9) Test the waters with Business Agility Scenario Simulation (BASS)
This can be a very handy step to evaluate the agility of a system well before implementation. Business scenarios and use cases from a subsequent roadmap phase or typical business scenarios not catered to in current phase would need to be compiled. Service inventory with contracts would then be used to address these scenarios through simulation, while assessing the impact on the system. Key metrics for assessment can include:
i) Service reuse ratio (Number of services reused / Total number of services in scenario)
ii) Service leverage ratio (Number of services reused / Total number of services in inventory)
iii) Service revision ratio (Number of services revised / Number of services reused)
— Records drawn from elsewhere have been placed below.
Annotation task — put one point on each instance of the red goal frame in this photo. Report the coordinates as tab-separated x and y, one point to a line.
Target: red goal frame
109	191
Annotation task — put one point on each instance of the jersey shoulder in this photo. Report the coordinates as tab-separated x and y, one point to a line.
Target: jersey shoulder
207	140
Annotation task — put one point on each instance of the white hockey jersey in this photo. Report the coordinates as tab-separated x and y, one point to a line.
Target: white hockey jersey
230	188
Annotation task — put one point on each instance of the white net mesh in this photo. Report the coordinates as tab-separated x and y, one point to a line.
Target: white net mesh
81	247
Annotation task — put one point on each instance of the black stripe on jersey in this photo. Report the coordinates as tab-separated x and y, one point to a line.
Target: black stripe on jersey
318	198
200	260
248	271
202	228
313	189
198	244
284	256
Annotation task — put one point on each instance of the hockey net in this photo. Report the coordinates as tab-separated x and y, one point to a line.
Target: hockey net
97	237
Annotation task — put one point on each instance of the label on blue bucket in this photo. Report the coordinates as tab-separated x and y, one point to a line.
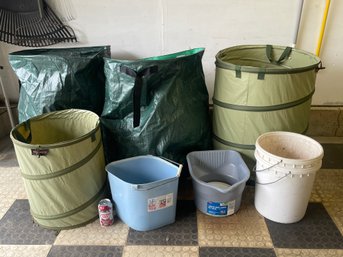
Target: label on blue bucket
160	202
221	208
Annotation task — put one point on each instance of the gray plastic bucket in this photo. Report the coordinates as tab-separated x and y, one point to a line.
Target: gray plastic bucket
144	191
219	179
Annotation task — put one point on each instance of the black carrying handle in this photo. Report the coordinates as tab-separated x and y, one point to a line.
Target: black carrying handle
137	90
283	57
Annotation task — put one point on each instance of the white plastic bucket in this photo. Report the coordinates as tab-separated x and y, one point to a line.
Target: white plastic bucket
285	171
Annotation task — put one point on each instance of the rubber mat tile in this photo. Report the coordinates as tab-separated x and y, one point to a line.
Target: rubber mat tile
24	250
235	252
160	251
182	232
94	234
11	184
329	183
309	252
335	210
315	231
243	232
85	251
17	227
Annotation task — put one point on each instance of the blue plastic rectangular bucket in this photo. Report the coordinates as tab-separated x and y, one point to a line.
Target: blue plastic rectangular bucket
144	191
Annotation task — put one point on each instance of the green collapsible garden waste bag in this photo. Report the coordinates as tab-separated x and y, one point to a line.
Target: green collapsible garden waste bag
62	163
261	88
60	78
156	106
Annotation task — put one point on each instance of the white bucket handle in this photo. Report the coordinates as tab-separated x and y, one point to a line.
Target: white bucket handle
273	181
255	170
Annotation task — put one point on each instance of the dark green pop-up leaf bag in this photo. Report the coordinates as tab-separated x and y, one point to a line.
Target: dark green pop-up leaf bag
156	106
60	78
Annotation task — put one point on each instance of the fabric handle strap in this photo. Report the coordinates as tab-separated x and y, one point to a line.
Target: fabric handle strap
137	91
283	57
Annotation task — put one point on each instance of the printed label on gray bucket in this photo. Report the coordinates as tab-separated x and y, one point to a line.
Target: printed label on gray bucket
160	202
221	208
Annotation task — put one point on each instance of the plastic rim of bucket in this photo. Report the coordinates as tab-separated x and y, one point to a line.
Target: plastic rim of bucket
303	164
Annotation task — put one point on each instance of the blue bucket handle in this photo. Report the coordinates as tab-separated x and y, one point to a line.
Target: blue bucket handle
152	185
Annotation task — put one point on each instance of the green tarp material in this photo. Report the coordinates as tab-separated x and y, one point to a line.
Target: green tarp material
258	89
62	163
60	78
156	106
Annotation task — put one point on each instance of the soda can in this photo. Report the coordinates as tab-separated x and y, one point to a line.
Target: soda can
105	209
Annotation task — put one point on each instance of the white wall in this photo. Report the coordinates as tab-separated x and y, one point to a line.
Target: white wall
137	29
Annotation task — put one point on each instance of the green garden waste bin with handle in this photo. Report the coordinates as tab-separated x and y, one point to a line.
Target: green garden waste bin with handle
62	163
258	89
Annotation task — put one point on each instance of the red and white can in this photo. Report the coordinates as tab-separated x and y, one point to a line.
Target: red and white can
105	209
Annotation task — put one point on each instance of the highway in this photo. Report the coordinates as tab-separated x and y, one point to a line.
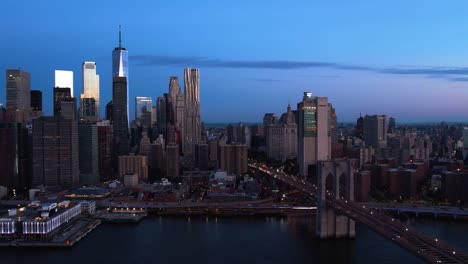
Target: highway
431	249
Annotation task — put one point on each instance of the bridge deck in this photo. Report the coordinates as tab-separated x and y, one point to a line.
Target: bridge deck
430	249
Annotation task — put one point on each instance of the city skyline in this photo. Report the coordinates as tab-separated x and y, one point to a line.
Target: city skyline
306	53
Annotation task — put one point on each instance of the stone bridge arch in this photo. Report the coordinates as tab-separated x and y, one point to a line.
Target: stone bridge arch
329	224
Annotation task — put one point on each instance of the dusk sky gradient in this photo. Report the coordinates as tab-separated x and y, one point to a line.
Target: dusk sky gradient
406	59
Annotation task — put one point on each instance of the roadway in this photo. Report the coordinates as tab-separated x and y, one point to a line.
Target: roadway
431	249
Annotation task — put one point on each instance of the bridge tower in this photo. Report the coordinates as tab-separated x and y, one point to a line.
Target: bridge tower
337	178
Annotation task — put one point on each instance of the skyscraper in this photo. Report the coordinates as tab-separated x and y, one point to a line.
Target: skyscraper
120	65
172	102
180	118
192	133
281	142
172	161
88	154
64	79
55	151
18	87
161	115
120	116
314	131
375	131
143	107
105	150
391	125
15	156
59	95
36	100
90	95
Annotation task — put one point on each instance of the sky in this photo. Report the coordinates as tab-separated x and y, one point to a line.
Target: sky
406	59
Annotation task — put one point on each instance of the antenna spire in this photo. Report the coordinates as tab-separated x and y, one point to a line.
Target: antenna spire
120	36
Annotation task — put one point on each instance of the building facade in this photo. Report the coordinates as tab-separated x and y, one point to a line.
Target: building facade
134	164
120	116
192	127
55	151
120	67
281	141
64	79
105	150
89	108
375	131
232	158
18	87
88	154
143	107
314	131
172	160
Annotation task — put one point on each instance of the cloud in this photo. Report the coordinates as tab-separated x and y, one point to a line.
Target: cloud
448	73
265	80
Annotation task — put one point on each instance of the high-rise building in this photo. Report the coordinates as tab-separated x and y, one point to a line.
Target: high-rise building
134	164
281	142
314	131
36	100
18	87
120	66
232	157
15	165
109	110
180	118
201	156
391	125
174	89
192	133
333	125
157	158
161	115
64	79
375	131
145	145
90	96
59	95
55	151
105	150
68	108
143	108
88	154
120	116
172	161
153	115
236	133
36	103
360	126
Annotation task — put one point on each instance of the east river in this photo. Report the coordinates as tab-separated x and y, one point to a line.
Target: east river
222	240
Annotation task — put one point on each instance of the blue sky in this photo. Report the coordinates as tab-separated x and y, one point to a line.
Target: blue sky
401	58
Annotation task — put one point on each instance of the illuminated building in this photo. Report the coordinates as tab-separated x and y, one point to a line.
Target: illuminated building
120	66
64	79
55	151
143	108
281	140
18	87
120	116
90	95
375	131
314	131
192	126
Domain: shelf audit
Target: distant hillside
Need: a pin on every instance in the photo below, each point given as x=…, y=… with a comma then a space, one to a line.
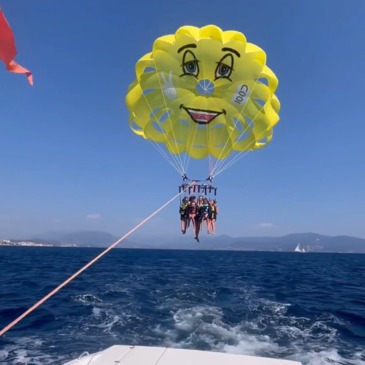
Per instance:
x=81, y=239
x=313, y=241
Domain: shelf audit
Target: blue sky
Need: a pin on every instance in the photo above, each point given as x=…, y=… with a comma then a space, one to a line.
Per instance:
x=68, y=160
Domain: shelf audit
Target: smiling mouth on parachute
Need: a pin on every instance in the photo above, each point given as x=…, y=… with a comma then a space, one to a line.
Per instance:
x=201, y=116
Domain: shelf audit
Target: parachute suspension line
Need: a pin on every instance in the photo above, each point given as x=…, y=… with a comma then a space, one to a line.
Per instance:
x=221, y=164
x=168, y=84
x=72, y=277
x=163, y=153
x=172, y=159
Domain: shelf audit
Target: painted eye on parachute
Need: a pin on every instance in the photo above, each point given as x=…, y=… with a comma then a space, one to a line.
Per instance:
x=225, y=67
x=190, y=64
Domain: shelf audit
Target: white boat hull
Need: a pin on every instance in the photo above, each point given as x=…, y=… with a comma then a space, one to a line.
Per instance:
x=142, y=355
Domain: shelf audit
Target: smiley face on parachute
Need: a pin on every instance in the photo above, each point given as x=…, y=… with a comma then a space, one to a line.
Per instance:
x=204, y=91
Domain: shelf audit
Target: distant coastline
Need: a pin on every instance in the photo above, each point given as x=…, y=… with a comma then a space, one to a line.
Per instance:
x=312, y=242
x=22, y=243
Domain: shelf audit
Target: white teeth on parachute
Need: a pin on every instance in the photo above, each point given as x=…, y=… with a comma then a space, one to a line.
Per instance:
x=202, y=116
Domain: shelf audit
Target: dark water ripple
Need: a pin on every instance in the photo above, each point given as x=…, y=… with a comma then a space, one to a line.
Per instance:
x=304, y=307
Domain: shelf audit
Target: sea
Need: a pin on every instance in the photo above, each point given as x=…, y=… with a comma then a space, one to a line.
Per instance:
x=308, y=307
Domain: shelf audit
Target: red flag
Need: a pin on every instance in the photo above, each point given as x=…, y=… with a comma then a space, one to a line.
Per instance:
x=8, y=49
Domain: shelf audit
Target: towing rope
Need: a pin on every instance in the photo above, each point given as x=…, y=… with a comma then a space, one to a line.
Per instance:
x=72, y=277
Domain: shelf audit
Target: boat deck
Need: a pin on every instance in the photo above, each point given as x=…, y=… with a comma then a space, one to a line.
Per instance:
x=142, y=355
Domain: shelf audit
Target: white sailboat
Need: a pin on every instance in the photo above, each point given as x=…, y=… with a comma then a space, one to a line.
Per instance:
x=301, y=248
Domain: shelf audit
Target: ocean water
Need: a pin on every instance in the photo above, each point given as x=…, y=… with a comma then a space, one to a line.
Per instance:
x=304, y=307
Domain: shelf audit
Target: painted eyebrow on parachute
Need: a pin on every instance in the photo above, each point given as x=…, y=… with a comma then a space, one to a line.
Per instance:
x=192, y=45
x=231, y=50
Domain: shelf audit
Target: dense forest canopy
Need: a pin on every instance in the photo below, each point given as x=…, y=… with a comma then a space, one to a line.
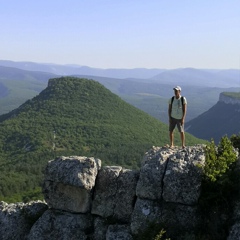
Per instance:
x=73, y=116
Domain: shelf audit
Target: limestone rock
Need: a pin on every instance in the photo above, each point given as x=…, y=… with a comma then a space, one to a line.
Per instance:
x=69, y=181
x=100, y=228
x=149, y=185
x=182, y=180
x=17, y=219
x=115, y=193
x=145, y=212
x=118, y=232
x=55, y=225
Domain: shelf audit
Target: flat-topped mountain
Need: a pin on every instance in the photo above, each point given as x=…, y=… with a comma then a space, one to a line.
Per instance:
x=73, y=116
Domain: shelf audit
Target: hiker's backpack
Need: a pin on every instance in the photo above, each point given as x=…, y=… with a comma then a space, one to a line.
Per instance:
x=181, y=100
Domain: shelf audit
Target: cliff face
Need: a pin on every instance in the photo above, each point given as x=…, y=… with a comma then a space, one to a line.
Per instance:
x=223, y=97
x=87, y=201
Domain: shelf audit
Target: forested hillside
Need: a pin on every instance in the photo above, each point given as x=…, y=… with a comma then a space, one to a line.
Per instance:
x=73, y=116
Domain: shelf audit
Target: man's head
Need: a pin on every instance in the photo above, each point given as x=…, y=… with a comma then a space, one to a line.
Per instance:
x=177, y=91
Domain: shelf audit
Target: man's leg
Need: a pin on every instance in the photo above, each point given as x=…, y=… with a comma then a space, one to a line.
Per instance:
x=183, y=139
x=171, y=138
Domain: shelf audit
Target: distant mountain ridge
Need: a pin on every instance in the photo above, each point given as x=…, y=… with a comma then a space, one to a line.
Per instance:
x=146, y=89
x=221, y=78
x=70, y=117
x=220, y=120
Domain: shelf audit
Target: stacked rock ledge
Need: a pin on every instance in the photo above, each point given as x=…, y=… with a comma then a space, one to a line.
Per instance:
x=87, y=201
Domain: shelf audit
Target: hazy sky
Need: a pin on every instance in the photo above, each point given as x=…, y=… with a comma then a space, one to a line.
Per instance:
x=122, y=33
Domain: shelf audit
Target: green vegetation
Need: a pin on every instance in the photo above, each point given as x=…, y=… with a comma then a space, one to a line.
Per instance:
x=232, y=94
x=220, y=187
x=72, y=116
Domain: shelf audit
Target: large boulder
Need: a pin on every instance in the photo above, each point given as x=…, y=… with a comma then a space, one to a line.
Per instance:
x=115, y=195
x=17, y=219
x=56, y=224
x=183, y=175
x=69, y=183
x=153, y=168
x=119, y=232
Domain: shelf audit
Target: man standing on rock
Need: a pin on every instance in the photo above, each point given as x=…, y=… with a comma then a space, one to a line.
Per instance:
x=177, y=110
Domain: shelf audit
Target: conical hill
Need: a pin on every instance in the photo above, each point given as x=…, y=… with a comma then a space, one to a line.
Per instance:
x=73, y=116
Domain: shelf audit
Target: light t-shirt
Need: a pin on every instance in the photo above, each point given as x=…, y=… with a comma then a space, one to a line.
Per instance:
x=177, y=111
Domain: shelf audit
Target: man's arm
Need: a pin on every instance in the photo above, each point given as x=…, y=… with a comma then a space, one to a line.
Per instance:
x=184, y=113
x=169, y=111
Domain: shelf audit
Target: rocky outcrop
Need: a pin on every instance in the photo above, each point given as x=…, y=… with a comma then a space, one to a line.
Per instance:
x=17, y=219
x=87, y=201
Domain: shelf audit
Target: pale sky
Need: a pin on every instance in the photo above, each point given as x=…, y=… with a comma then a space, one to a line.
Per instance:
x=122, y=33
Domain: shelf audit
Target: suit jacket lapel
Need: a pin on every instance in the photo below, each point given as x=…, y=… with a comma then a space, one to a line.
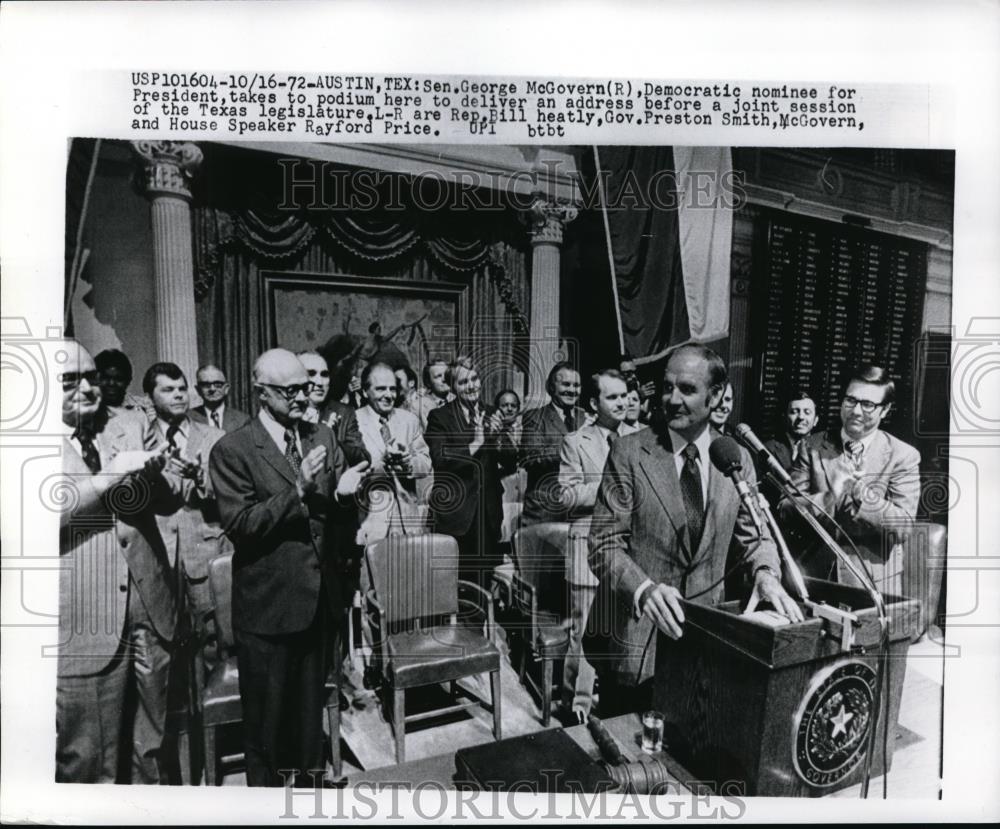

iv) Service creation ratio (Number of new services created/Total number of services in scenario) and
v) Service utilization ratio (For a given service, Number of service consumers identified / Total number of services in scenario )
These IT metrics can be normalized for complexity and analyzed together to assess impact on time-to market characteristics. This may result in further restructuring impacting service inventory. An enterprise that has gone past initial roadmap phases can include historical data to generate business and financial metrics that are even better during BASS.
10) Embrace change
The hallmark of a service based system is to accept both planned and unplanned changes. The service inventory is a key enabler and accommodating an iterative service identification process that would fit hand in glove with SOA governance processes is critical. The iteration may align with roadmap phases, continuous improvement initiatives or result from internal/external triggers (e.g. Technical advancements that even out service overhead may allow for additional fine grained services). Such changes may result in new services, service revisions and service retirements.
Composite applications assembled from an inventory of services enable business agility. Service identification yields this list of business and technical services. It's relatively easy to identify a set of services, however the ROI would be governed by the nature of SOA initiative, frequency of changes and the magnitude of changes. This article highlights key best practices to identify, validate and verify service inventory content well before implementation.
Type of Changes
Note on Point 9-III (Number of services revised / Number of services reused) :
If an update is made on a Service and this change is not used by all the consumer of the service, I don’t think it should be added in this statistic.
Example: 1 Service used by 5 consumers, one of the consumer need a new tag or logic. These types of changes should not be added. Actually, the overall statistic should go down because you might have to do some regression testing for all other consumers.